By Robert Paul –
The short answers is, you can (and should) decant wine more often than you think.
Over years my wife and I have amassed a nice collection of wine decanters. They sit on the sideboard and sometimes in the china cabinet and a few I haven’t seen in years, which means they probably ended up in a neighborhood tag sale. Sometimes our decanters emerge without their crystal stoppers to be flower vases. But a few years ago, as our appreciation of wine grew and our collection of bottles expanded, it occurred to me to actually use those handsome decanters to decant wine and put the decanters on the table when we have dinner parties or when we want to have a special dinner just for the two of us. Since then our table decor has improved and so has the taste of some of our wines.

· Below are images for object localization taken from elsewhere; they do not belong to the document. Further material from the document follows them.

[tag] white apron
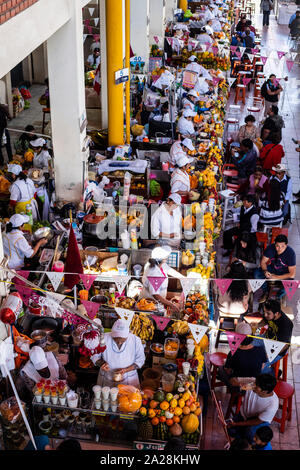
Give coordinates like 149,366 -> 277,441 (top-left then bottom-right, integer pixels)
11,179 -> 39,221
171,169 -> 191,193
21,352 -> 59,383
3,230 -> 34,270
97,334 -> 142,388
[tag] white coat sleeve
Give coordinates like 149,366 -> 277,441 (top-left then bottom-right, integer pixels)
151,209 -> 161,238
133,336 -> 146,369
10,183 -> 21,201
15,237 -> 34,258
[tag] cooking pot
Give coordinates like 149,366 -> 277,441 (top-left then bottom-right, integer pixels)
31,330 -> 47,348
83,213 -> 106,235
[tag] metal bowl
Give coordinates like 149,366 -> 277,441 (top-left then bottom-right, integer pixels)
150,343 -> 164,355
90,295 -> 108,305
31,329 -> 47,348
112,371 -> 124,383
32,227 -> 53,241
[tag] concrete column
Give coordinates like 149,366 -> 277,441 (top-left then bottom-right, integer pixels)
130,0 -> 150,70
100,0 -> 108,129
22,56 -> 33,84
47,0 -> 87,203
4,73 -> 13,117
165,0 -> 177,22
149,0 -> 166,44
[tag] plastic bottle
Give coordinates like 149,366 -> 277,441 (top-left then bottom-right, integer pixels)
0,292 -> 23,324
26,204 -> 33,227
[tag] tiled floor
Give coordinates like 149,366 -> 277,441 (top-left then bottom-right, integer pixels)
204,7 -> 300,450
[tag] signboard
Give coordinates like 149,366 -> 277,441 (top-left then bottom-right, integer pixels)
149,56 -> 163,73
115,68 -> 129,85
134,441 -> 165,450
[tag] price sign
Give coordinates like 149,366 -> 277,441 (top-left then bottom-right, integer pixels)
115,68 -> 129,85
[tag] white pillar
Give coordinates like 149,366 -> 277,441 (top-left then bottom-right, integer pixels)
4,73 -> 13,118
100,0 -> 108,129
47,0 -> 87,203
149,0 -> 166,44
165,0 -> 177,22
130,0 -> 150,70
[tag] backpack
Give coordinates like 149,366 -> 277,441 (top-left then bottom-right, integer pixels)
260,81 -> 268,99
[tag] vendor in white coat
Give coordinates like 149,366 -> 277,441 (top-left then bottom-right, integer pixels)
3,214 -> 47,269
141,245 -> 184,313
9,170 -> 39,222
203,5 -> 215,22
177,109 -> 197,138
97,320 -> 145,388
169,138 -> 195,167
182,90 -> 198,112
151,193 -> 182,248
20,345 -> 67,394
187,55 -> 213,80
170,155 -> 193,203
30,138 -> 52,169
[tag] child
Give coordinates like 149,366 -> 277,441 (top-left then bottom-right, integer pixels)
253,426 -> 273,450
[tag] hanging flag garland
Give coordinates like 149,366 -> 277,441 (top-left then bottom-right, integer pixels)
225,331 -> 246,356
147,276 -> 166,293
46,272 -> 64,292
248,279 -> 265,293
263,338 -> 286,363
282,280 -> 300,300
152,315 -> 171,331
215,279 -> 232,296
114,276 -> 131,296
79,274 -> 97,291
188,324 -> 209,344
81,300 -> 100,320
115,308 -> 135,325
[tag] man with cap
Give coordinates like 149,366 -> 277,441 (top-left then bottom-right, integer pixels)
269,164 -> 292,223
205,19 -> 215,36
170,155 -> 193,203
196,27 -> 214,45
169,138 -> 195,167
30,137 -> 52,169
0,164 -> 22,213
151,193 -> 182,248
96,319 -> 145,388
3,214 -> 47,269
141,245 -> 184,313
19,345 -> 67,396
177,109 -> 197,137
194,74 -> 214,96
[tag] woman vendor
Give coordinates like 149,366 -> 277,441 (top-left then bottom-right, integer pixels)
182,90 -> 198,112
0,164 -> 21,215
30,138 -> 52,169
97,319 -> 145,388
18,345 -> 67,397
3,214 -> 47,269
151,193 -> 182,248
170,155 -> 193,203
9,167 -> 39,222
177,109 -> 197,138
169,138 -> 195,167
141,245 -> 184,313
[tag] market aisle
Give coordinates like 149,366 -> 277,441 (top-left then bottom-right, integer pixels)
205,8 -> 300,450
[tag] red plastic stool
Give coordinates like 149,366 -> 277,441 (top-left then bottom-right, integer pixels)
225,391 -> 243,419
209,352 -> 227,390
273,381 -> 294,433
272,353 -> 288,382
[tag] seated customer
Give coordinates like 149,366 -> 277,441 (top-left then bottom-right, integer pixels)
258,178 -> 284,228
238,115 -> 260,143
252,425 -> 273,450
232,139 -> 257,181
232,232 -> 259,275
219,322 -> 267,389
237,166 -> 269,201
227,374 -> 279,444
259,136 -> 285,173
217,280 -> 251,317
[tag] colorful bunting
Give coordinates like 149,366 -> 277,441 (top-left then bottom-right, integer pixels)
180,278 -> 196,299
46,272 -> 64,292
249,279 -> 265,293
147,276 -> 166,293
188,323 -> 209,344
239,46 -> 246,56
88,7 -> 95,16
152,315 -> 171,331
286,59 -> 294,72
227,77 -> 237,87
15,271 -> 30,286
114,275 -> 131,295
277,51 -> 286,60
242,77 -> 251,86
260,56 -> 268,65
263,338 -> 285,363
94,18 -> 99,27
225,331 -> 246,356
282,280 -> 300,300
215,279 -> 232,296
81,300 -> 100,320
115,308 -> 135,325
14,285 -> 32,306
79,274 -> 96,291
230,46 -> 237,52
83,34 -> 88,43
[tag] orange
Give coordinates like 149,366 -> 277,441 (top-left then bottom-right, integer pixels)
190,403 -> 197,413
178,399 -> 185,408
174,406 -> 183,416
182,406 -> 190,415
160,401 -> 169,411
166,419 -> 174,427
159,416 -> 166,423
151,417 -> 159,426
195,407 -> 202,416
139,407 -> 147,417
148,409 -> 156,419
173,416 -> 180,423
170,399 -> 177,409
149,400 -> 159,409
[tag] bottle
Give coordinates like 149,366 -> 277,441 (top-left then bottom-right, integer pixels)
26,204 -> 33,226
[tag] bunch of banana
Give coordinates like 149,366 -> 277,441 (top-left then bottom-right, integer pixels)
172,320 -> 189,335
130,313 -> 155,341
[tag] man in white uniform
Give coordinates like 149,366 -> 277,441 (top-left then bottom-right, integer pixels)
177,109 -> 197,137
30,138 -> 52,169
194,75 -> 211,95
169,138 -> 195,167
205,20 -> 215,36
151,193 -> 182,246
182,90 -> 198,112
203,5 -> 215,22
186,55 -> 213,80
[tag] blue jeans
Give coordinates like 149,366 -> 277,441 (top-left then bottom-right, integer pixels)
228,412 -> 270,443
253,268 -> 285,298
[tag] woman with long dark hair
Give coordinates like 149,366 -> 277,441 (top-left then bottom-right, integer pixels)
216,261 -> 251,317
258,178 -> 284,226
233,231 -> 259,274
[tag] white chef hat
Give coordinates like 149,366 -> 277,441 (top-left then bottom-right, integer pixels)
168,193 -> 182,205
151,245 -> 172,260
188,55 -> 197,62
111,319 -> 130,338
30,138 -> 46,148
29,346 -> 48,370
8,213 -> 30,228
7,164 -> 22,176
183,109 -> 197,118
181,138 -> 195,152
177,155 -> 192,167
187,90 -> 198,99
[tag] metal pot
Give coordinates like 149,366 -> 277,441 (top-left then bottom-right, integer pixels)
32,227 -> 53,242
90,295 -> 108,305
83,213 -> 106,235
31,330 -> 47,348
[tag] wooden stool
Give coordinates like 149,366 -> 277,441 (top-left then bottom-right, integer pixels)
272,353 -> 288,382
42,107 -> 51,134
234,85 -> 246,105
215,315 -> 239,348
225,391 -> 243,419
209,352 -> 227,390
273,381 -> 294,433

Here’s why: You decant wine – mostly reds – to let the wine breathe and many wines benefit greatly from the process of slowly pouring wine from its home bottle into another vessel with more volume. Do this about 30 minutes before you intend to serve the wine. Wine manufacturers make a handy little funnels to facilitate the process. Some of the funnels are glass and sculptural and quite classy. My sister-in-law gave me one as a gift and I like it quite a bit. Red tannic wines (especially young or old Bordeaux, cabs, Rhones, Barolos and Ports) like to be decanted. Decanting releases the bouquet and renders the flavors in the wine more robust and rounded. Also, an older red has sediment and when you decant, you strain the sediment out of the wine.
If you intend to decant a wine, leave the bottle upright for a day or two. That way, with a light behind you, you can see the sediment in the wine. Then you can pour the wine into the decanter down to the bottom inch or two, i.e. until the sediment reaches the neck of the bottle.
In general, neither white wines nor delicate reds, e.g. pinot noirs, need to breath and, generally, don’t benefit from decanting, but hey, if you want to use a pretty decanter, go ahead and pour that white or red wine into the decanter. You should, however, serve them within the hour.
Obviously, wines that never benefits from decanting are sparkling wines. Why? Decanting dissipates the tiny bubbles and the fizz is what you want to hold onto in any sparkling wine. Keep those glamorous sparkling whites in their home bottles and drink them at one sitting. That usually doesn’t present a problem.
Decanting is a simple wine ritual and an easy skill to master. If you enjoy wine, you should definitely decant. Then you can learn an accompanying skill – haunting tag sales and flea markets for beautiful decanters at a bargain.